Klager verwijt de gerechtsdeurwaarder, kort samengevat, dat deze in strijd heeft gehandeld met artikel 8 van de Verordening beroeps- en gedragsregels gerechtsdeurwaarders, door te dreigen binnen enkele dagen tot dagvaarding over te gaan terwijl dat na vijf maanden nog niet is gedaan.

3. Het verweer van de gerechtsdeurwaarder

De gerechtsdeurwaarder heeft de klacht bestreden. Hij heeft aangevoerd dat hij heeft gewacht wacht op het akkoord van de opdrachtgeefster om tot dagvaarden te mogen overgaan. Deze opdrachtgeefster krijgt veel van dergelijke verzoeken en heeft daarom enige tijd nodig voordat toestemming tot dagvaarden gegeven kan worden. De zaak van klager is daartoe aangehouden.      

4. Beoordeling van de klacht

4.1 Hetgeen door klager in zijn brief als secundaire klacht is opgenomen wordt als zijnde te laat en dus in strijd met een goede procesorde buiten beschouwing gelaten.

4.2.  Alvorens tot beoordeling van de klacht over te gaan, wordt overwogen dat ingevolge het bepaalde in artikel 34, eerste lid van de Gerechtsdeurwaarderswet slechts gerechts-deurwaarders (waarnemend gerechtsdeurwaarders en kandidaat-gerechtsdeurwaarders inbegrepen) aan tuchtrechtspraak zijn onderworpen ter zake van handelen of nalaten in strijd met die wet of in strijd met hetgeen een behoorlijk (kandidaat-) gerechtsdeurwaarder betaamt.

Het gerechtsdeurwaarderskantoor [     ] kan daarom niet worden aangemerkt als beklaagde. Nu blijkens het briefpapier aan het kantoor slechts gerechtsdeurwaarder [     ] is verbonden wordt hij door de Kamer aangemerkt als beklaagde. Hiermee is in de aanhef van deze beschikking al rekening is gehouden.

4.3 Aan het oordeel van de Kamer is onderworpen de vraag of de gerechtsdeurwaarder heeft gehandeld in strijd met het bepaalde in artikel 8 van de Verordening beroeps en gedragsregels gerechtsdeurwaarders hetgeen luidt: “De gerechtsdeurwaarder oefent geen druk uit door het aankondigen van maatregelen, welke hij niet uit hoofde van zijn opdracht, de wet en de hem verstrekte titel daadwerkelijk kan nemen.”
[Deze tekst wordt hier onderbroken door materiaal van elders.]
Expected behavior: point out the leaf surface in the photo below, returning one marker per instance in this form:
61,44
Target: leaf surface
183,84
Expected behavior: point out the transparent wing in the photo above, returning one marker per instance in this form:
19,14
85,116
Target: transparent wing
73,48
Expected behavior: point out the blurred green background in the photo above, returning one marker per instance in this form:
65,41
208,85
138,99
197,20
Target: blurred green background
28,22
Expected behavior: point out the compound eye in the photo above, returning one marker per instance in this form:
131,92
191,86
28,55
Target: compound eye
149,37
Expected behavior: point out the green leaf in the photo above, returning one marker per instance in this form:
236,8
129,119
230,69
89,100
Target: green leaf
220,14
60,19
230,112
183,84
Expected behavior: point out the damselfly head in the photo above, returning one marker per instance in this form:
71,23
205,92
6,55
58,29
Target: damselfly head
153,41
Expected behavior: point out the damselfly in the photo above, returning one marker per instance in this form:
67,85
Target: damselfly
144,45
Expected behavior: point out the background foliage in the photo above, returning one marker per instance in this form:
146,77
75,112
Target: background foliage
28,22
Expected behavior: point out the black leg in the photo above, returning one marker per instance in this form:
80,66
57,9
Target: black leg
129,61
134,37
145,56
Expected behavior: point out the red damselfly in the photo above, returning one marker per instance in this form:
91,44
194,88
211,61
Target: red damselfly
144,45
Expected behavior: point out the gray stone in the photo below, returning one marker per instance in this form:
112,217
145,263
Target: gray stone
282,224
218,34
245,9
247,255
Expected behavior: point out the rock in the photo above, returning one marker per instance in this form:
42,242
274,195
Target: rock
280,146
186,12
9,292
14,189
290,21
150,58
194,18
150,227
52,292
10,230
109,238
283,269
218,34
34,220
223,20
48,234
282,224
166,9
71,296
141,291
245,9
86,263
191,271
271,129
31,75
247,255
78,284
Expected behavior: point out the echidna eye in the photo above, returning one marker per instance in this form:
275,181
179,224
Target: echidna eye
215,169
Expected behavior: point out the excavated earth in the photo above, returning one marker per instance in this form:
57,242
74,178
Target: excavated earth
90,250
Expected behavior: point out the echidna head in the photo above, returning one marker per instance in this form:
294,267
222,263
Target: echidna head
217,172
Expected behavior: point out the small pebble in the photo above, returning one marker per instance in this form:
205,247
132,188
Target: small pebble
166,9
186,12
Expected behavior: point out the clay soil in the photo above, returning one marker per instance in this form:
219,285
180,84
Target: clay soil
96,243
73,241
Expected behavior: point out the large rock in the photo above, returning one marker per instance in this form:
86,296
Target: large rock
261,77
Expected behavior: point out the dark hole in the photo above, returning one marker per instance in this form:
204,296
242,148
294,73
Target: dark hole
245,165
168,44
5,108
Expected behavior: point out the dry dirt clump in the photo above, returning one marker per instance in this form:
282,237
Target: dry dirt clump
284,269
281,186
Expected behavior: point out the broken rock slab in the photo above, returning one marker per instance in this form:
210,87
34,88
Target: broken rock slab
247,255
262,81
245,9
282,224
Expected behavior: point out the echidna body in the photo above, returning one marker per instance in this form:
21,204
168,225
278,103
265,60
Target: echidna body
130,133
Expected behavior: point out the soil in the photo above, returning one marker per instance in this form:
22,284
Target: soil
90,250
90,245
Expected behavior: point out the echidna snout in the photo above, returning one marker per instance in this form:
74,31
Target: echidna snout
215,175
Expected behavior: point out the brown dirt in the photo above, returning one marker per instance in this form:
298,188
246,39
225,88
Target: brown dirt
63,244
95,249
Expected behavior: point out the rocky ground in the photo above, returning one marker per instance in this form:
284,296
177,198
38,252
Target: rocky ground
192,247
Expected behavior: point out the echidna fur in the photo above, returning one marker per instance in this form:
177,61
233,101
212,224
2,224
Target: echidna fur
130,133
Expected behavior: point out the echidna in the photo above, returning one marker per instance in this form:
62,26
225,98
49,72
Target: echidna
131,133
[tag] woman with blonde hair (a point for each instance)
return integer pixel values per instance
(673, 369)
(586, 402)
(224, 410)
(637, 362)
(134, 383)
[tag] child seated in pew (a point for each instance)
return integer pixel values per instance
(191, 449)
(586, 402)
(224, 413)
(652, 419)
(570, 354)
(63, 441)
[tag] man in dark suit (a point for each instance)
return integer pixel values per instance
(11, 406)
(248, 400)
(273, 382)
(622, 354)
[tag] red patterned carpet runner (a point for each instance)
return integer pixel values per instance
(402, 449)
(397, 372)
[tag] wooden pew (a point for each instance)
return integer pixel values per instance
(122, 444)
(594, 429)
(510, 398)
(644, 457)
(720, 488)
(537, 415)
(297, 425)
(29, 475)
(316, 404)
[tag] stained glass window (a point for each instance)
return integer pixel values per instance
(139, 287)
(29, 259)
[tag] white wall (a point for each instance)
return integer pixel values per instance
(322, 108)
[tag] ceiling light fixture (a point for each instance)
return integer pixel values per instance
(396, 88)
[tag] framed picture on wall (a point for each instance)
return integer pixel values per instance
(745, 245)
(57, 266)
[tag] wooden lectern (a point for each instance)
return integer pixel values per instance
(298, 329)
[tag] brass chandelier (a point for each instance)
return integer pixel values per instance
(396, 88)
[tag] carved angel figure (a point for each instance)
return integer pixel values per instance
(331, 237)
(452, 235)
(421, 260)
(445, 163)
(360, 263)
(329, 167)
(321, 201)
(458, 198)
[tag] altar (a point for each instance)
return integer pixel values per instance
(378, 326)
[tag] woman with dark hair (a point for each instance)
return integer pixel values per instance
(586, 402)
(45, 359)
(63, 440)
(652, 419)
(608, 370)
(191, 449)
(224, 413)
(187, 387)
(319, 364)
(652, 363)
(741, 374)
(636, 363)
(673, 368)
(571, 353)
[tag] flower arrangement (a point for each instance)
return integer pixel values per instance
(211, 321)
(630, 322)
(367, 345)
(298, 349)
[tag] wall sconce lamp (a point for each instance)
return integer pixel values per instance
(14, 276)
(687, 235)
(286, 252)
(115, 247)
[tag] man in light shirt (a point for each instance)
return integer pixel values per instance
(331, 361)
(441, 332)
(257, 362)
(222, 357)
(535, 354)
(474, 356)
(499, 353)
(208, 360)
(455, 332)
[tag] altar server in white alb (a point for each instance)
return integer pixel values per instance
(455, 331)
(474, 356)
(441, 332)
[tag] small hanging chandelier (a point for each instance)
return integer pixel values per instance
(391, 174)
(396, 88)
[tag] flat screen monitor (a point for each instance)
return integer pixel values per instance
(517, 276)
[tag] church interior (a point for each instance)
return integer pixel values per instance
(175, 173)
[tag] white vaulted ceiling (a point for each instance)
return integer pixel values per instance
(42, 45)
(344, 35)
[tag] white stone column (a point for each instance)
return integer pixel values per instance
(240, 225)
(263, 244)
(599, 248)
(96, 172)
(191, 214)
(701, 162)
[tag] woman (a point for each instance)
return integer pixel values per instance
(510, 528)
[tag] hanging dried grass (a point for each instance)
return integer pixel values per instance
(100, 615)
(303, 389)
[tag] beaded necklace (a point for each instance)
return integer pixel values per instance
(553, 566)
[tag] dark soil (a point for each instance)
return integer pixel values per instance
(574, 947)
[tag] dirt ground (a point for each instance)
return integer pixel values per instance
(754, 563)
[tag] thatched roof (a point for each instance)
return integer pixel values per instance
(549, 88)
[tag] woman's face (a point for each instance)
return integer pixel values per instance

4.4 Uit het verweer van de gerechtsdeurwaarder volgt dat de gerechtsdeurwaarder op 26 mei 2006 nog geen opdracht had tot dagvaarden over te gaan. De Kamer is van oordeel dat als er geen opdracht tot dagvaarden is, ook niet kan worden aangekondigd dat binnen enkele dagen een dagvaarding zal worden betekend. Aldus is in strijd gehandeld met artikel 8 van de Verordening beroeps- en gedragsregels. De klacht is gegrond.

5. De Kamer acht termen aanwezig tot het opleggen van na te melden maatregel over te gaan. Op grond van het voorgaande wordt beslist als volgt.

BESLISSING

De Kamer voor Gerechtsdeurwaarders:

-        verklaart de klacht gegrond,

-        legt aan de gerechtsdeurwaarder de maatregel van berisping op.

Aldus gegeven door mr. S.G. Ellerbroek, voorzitter, mr. M.M. Beins en M.J-M.L. Baudoin, (plaatsvervangend) leden, en uitgesproken ter openbare terechtzitting van 15 mei 2007 in tegenwoordigheid van de secretaris.

Coll.

Tegen deze beslissing kan binnen dertig dagen na dagtekening van verzending van het afschrift van de beslissing hoger beroep worden ingesteld bij het Gerechtshof te Amsterdam, Postbus 1312, 1000 BH Amsterdam.